Since the Guantánamo Bay detention facility opened in 2002, it has caused, and continues to cause, escalating and profound damage to the men who still languish there. The approach Guantánamo exemplifies – and the post-9/11 rhetoric used to justify its operations – fuels and justifies bigotry, stereotyping and stigma against Muslims and communities of color at home and abroad.
Nearly 800 Muslim men and boys were held at Guantánamo after 2002, all but a handful without charge or trial, further reinforcing an anti-Islam narrative that permeated the United States’ response to the September 11, 2001 attacks. This narrative created space for discriminatory policies against Muslim citizens and communities of color under the guise of national security.

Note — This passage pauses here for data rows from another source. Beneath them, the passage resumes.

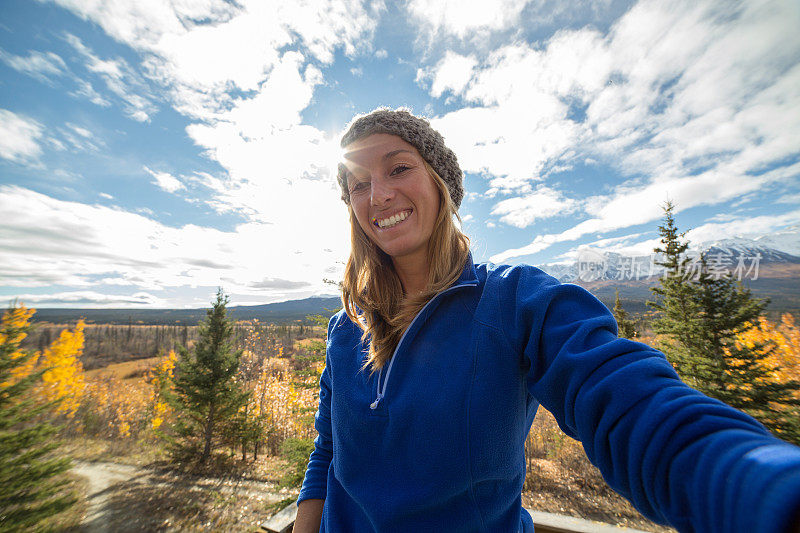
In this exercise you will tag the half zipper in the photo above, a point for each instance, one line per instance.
(381, 392)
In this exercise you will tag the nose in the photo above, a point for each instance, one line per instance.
(381, 192)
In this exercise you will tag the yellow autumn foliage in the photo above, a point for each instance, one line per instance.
(160, 378)
(15, 320)
(64, 379)
(785, 337)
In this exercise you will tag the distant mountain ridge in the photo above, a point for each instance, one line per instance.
(747, 255)
(778, 278)
(287, 312)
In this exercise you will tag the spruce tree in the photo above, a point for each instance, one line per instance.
(626, 326)
(699, 321)
(205, 396)
(31, 485)
(676, 306)
(732, 372)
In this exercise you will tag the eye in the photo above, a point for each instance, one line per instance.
(359, 186)
(399, 169)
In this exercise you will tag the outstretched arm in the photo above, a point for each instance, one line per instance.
(679, 456)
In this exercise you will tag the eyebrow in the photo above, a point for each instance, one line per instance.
(393, 153)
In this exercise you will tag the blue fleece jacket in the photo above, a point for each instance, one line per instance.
(435, 440)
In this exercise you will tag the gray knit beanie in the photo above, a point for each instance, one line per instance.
(415, 131)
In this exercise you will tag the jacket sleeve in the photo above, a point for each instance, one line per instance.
(679, 456)
(315, 483)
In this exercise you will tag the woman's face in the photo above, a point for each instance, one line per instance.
(392, 195)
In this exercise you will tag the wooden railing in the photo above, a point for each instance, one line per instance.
(543, 522)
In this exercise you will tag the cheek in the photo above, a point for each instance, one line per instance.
(362, 216)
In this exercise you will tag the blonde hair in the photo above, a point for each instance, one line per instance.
(372, 294)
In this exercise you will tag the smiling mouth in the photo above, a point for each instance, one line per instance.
(389, 222)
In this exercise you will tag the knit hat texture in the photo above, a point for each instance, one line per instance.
(417, 132)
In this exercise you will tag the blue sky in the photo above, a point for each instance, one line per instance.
(151, 151)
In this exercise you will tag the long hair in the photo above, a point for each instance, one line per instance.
(372, 294)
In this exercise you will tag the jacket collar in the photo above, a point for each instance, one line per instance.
(469, 276)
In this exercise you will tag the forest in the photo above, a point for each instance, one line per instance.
(222, 412)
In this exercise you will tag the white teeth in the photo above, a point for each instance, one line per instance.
(394, 219)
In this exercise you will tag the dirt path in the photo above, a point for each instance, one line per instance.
(130, 498)
(102, 478)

The United States in still holding thirty-five Muslim men at Guantánamo, many who are torture survivors, some formerly disappeared at “black sites” before being sent there. The effects of their physical and psychological torture include: scars, headaches, musculoskeletal pains, hearing loss, visual problems, neurological damage, nightmares, insomnia, memory loss, fatigue, anxiety, depression and post-traumatic stress disorder (PTSD).

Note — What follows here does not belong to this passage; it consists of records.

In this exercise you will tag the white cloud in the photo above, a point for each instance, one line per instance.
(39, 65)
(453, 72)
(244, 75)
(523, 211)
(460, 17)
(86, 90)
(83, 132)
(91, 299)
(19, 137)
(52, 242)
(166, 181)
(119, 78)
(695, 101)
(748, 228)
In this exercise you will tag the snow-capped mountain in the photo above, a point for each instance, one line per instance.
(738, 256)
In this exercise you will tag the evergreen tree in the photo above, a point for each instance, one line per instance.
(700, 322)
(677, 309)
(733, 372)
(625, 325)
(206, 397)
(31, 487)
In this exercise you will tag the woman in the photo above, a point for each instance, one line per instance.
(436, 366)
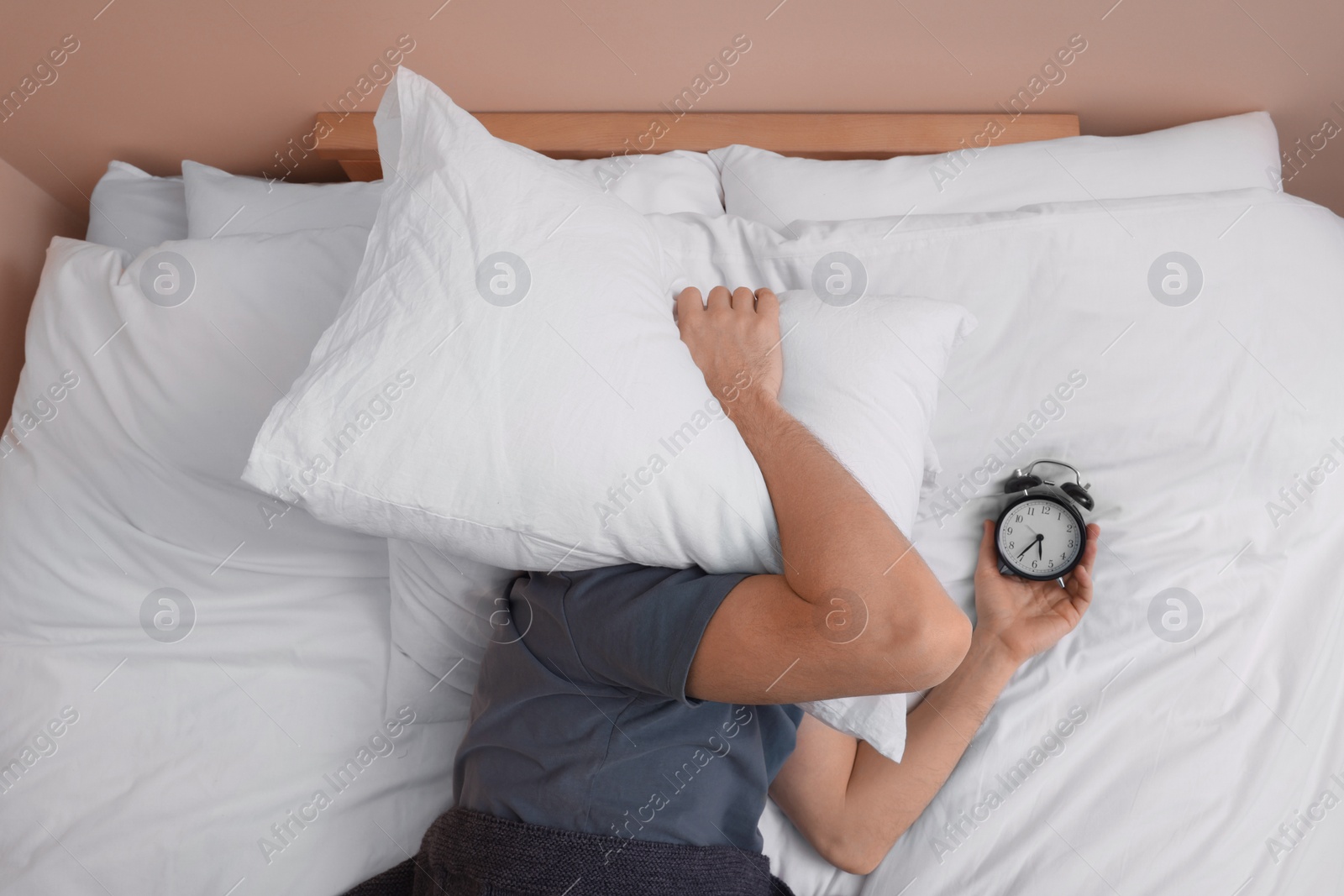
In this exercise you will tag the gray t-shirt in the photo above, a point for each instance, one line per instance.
(581, 719)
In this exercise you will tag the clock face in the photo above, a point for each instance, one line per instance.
(1039, 539)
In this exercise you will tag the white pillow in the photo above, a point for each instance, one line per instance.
(441, 626)
(134, 210)
(570, 429)
(1205, 156)
(219, 203)
(205, 633)
(672, 181)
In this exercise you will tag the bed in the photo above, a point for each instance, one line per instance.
(185, 665)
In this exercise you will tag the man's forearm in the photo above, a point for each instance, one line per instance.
(884, 799)
(840, 551)
(831, 530)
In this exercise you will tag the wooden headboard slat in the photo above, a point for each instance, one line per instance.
(593, 134)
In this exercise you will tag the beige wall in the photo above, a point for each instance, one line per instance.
(155, 81)
(230, 82)
(29, 221)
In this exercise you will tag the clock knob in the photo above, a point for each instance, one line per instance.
(1021, 483)
(1079, 495)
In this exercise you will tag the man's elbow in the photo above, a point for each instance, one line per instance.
(927, 647)
(853, 857)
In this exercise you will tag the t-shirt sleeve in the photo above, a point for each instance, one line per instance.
(631, 626)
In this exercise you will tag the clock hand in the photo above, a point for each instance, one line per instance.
(1030, 546)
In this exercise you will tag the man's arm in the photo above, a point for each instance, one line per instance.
(848, 799)
(857, 611)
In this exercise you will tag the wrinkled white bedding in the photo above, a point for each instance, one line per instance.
(1182, 761)
(1126, 759)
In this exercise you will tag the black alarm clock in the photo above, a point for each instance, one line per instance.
(1041, 535)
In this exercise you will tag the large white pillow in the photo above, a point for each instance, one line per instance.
(219, 203)
(219, 652)
(672, 181)
(562, 425)
(134, 210)
(1205, 156)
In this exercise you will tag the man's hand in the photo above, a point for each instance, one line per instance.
(1019, 617)
(734, 340)
(848, 799)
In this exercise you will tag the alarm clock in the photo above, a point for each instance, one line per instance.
(1041, 533)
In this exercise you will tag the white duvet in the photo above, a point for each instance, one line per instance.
(1196, 766)
(1202, 719)
(1162, 746)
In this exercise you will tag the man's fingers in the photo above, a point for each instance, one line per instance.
(988, 555)
(689, 302)
(768, 304)
(721, 300)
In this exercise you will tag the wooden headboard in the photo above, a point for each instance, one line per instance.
(349, 139)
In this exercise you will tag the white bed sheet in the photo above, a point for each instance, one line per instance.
(1193, 418)
(167, 763)
(1189, 758)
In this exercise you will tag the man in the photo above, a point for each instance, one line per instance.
(627, 728)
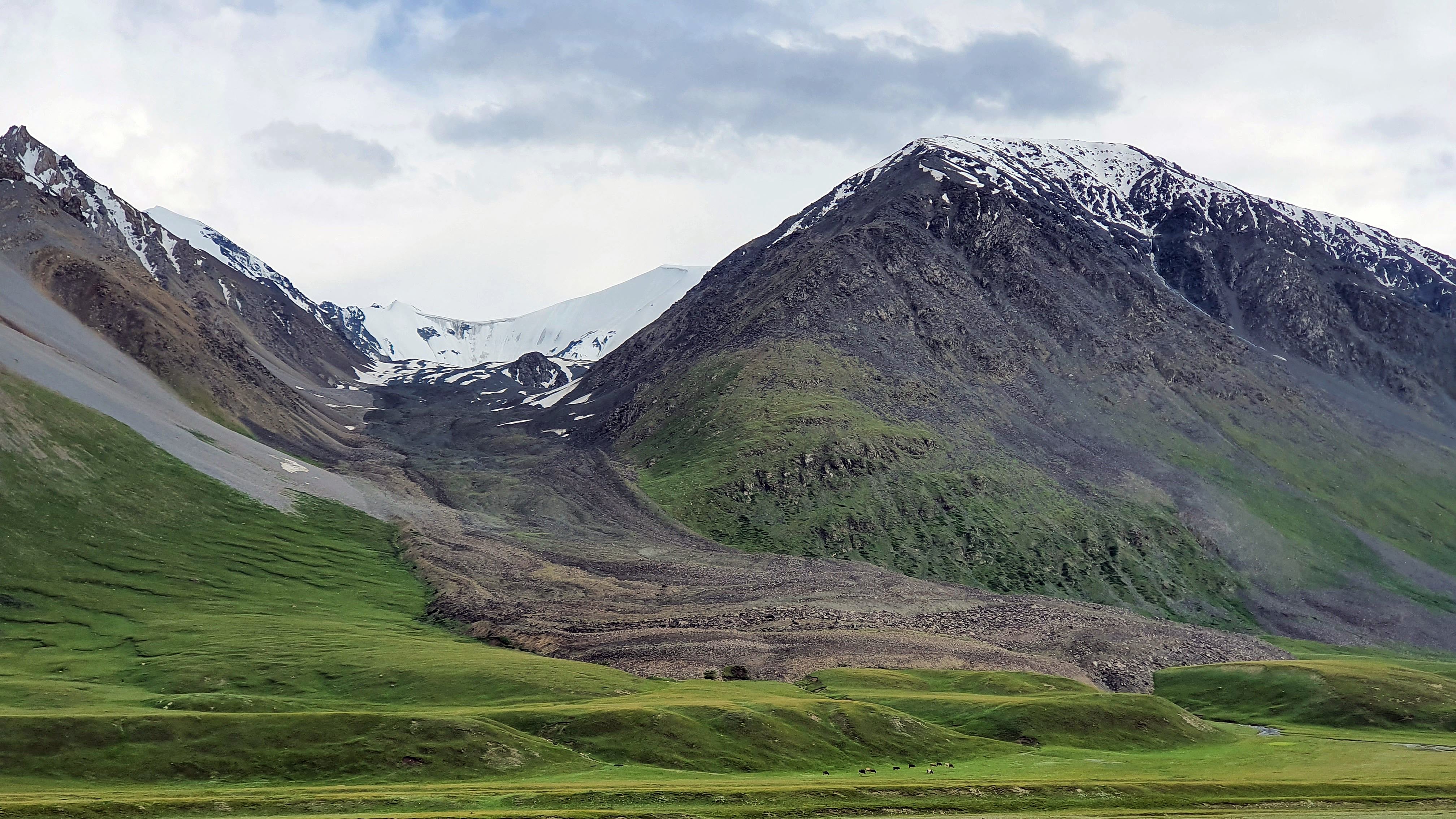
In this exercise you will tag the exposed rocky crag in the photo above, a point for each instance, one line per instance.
(232, 342)
(1072, 369)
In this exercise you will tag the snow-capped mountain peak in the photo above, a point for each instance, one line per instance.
(1126, 190)
(577, 330)
(214, 244)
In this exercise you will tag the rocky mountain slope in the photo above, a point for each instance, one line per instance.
(1071, 369)
(234, 343)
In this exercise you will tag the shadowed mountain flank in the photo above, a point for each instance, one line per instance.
(231, 343)
(1069, 369)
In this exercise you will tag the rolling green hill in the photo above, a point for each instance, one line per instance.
(159, 624)
(1337, 693)
(1023, 707)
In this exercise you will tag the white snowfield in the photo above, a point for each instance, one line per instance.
(212, 242)
(578, 330)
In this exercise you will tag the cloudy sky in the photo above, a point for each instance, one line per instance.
(480, 159)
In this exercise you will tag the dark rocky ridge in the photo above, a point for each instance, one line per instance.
(231, 344)
(1168, 333)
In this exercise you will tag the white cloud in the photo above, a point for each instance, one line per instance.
(334, 156)
(1298, 100)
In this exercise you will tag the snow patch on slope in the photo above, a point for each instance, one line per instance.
(578, 330)
(1117, 186)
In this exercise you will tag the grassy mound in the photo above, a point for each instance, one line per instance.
(134, 589)
(287, 747)
(1347, 693)
(788, 448)
(745, 726)
(158, 624)
(1023, 707)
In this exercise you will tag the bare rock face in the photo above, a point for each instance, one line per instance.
(1093, 321)
(234, 343)
(536, 372)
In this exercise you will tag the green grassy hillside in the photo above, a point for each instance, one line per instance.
(1023, 707)
(1336, 693)
(765, 449)
(156, 624)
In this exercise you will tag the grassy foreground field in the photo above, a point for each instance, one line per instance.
(171, 647)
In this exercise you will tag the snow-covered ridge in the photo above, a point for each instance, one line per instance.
(578, 330)
(212, 242)
(85, 199)
(1120, 188)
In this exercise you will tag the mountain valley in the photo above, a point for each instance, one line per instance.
(1001, 454)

All of the men who remain have been exposed to the physical and psychological trauma associated with prolonged indefinite detention, which creates uncertainty, unpredictability and loss of control over the elemental aspects of one’s life. Effects of indefinite detention include severe and chronic anxiety and dread, depression and suicide, PTSD and personality changes.

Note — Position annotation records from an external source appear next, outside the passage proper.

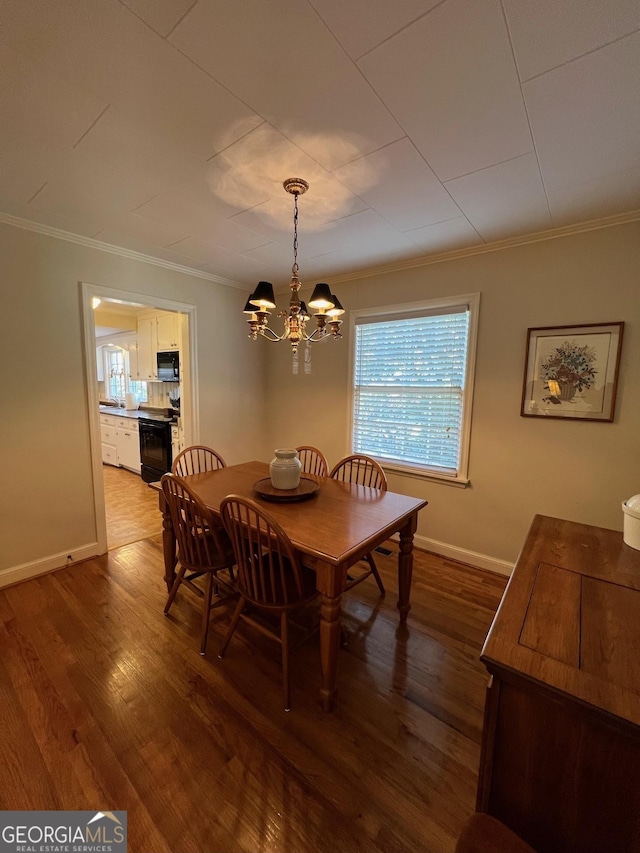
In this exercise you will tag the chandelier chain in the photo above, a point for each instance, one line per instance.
(262, 300)
(294, 268)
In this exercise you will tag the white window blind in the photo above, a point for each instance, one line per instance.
(409, 388)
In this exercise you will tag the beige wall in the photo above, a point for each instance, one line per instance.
(519, 466)
(46, 506)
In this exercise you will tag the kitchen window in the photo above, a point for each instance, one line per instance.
(118, 381)
(412, 385)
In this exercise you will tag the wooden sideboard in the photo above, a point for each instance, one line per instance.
(560, 760)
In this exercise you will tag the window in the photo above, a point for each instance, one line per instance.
(116, 375)
(412, 385)
(118, 381)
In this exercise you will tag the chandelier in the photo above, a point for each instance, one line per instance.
(262, 301)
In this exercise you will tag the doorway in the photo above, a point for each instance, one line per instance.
(126, 509)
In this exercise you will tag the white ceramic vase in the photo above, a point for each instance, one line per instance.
(285, 469)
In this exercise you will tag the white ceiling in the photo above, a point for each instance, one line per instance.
(167, 126)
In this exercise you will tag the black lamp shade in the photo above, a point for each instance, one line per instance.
(321, 297)
(263, 296)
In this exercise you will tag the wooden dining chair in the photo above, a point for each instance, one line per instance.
(364, 471)
(271, 576)
(196, 459)
(204, 550)
(313, 460)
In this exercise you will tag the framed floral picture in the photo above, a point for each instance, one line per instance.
(572, 372)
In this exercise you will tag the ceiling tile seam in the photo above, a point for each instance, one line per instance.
(239, 139)
(419, 153)
(496, 246)
(484, 168)
(368, 154)
(417, 228)
(441, 222)
(218, 82)
(526, 111)
(142, 20)
(213, 244)
(181, 19)
(142, 204)
(90, 128)
(37, 192)
(401, 30)
(354, 63)
(581, 56)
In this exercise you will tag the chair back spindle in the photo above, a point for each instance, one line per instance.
(313, 460)
(362, 470)
(269, 570)
(197, 459)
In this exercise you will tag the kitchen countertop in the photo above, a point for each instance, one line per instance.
(135, 414)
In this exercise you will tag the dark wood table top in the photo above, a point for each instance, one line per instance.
(336, 525)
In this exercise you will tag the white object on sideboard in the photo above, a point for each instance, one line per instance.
(631, 510)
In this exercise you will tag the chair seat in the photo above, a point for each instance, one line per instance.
(273, 591)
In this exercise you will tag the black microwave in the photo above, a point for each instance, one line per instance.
(169, 366)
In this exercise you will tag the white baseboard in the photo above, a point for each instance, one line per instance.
(471, 558)
(16, 574)
(481, 561)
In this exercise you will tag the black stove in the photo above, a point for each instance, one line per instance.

Guantánamo was chosen deliberately as the location to hold Muslim men, torture survivors in particular, in the hope that the United States could operate there outside the reach of international and domestic law. The U.S. government continues to refuse to afford fundamental constitutional rights and protections to those held there, even in cases of detainees who have been recommended for release by every government agency with a significant national security function.
The military commissions, the makeshift court system that President George W. Bush established at Guantánamo to prosecute non-citizen terrorism suspects without providing them basic rights, violates international and domestic fair trial standards. According to Brig. Gen. John Baker, the commissions chief defense counsel from 2015 to 2021, “the legitimacy of commission prosecutions has also been severely undermined by repeated gross violations of defense counsels’ relationship with their clients”—for example, placement of listening devices in attorney-client interview rooms and placement of informants on defense teams.” And, of course, there is what Gen. Baker termed the government’s “original sin, torture,” which “impacts and undermines every aspect of these prosecutions.”
Family members of 9/11 victims have called on the government to close Guantánamo and for an end to the unfair, “shameful” military commissions, which have not brought any form of justice or closure to them.
In Guantánamo’s early years, European allies of the United States feared cooperating with the U.S. in counterterrorism efforts due to possible backlash from their citizens as reports surfaced about the offshore camp and use of torture. The United Kingdom questioned the U.S.’ ability to treat prisoners humanely. The United Nations and its representatives have repeatedly called on the United States to adhere to its international human rights obligations, and to work toward accountability as it has set a dangerous precedent for others to act with impunity.
At the cost of half a billion dollars per year, Guantánamo is the most expensive such facility in the world.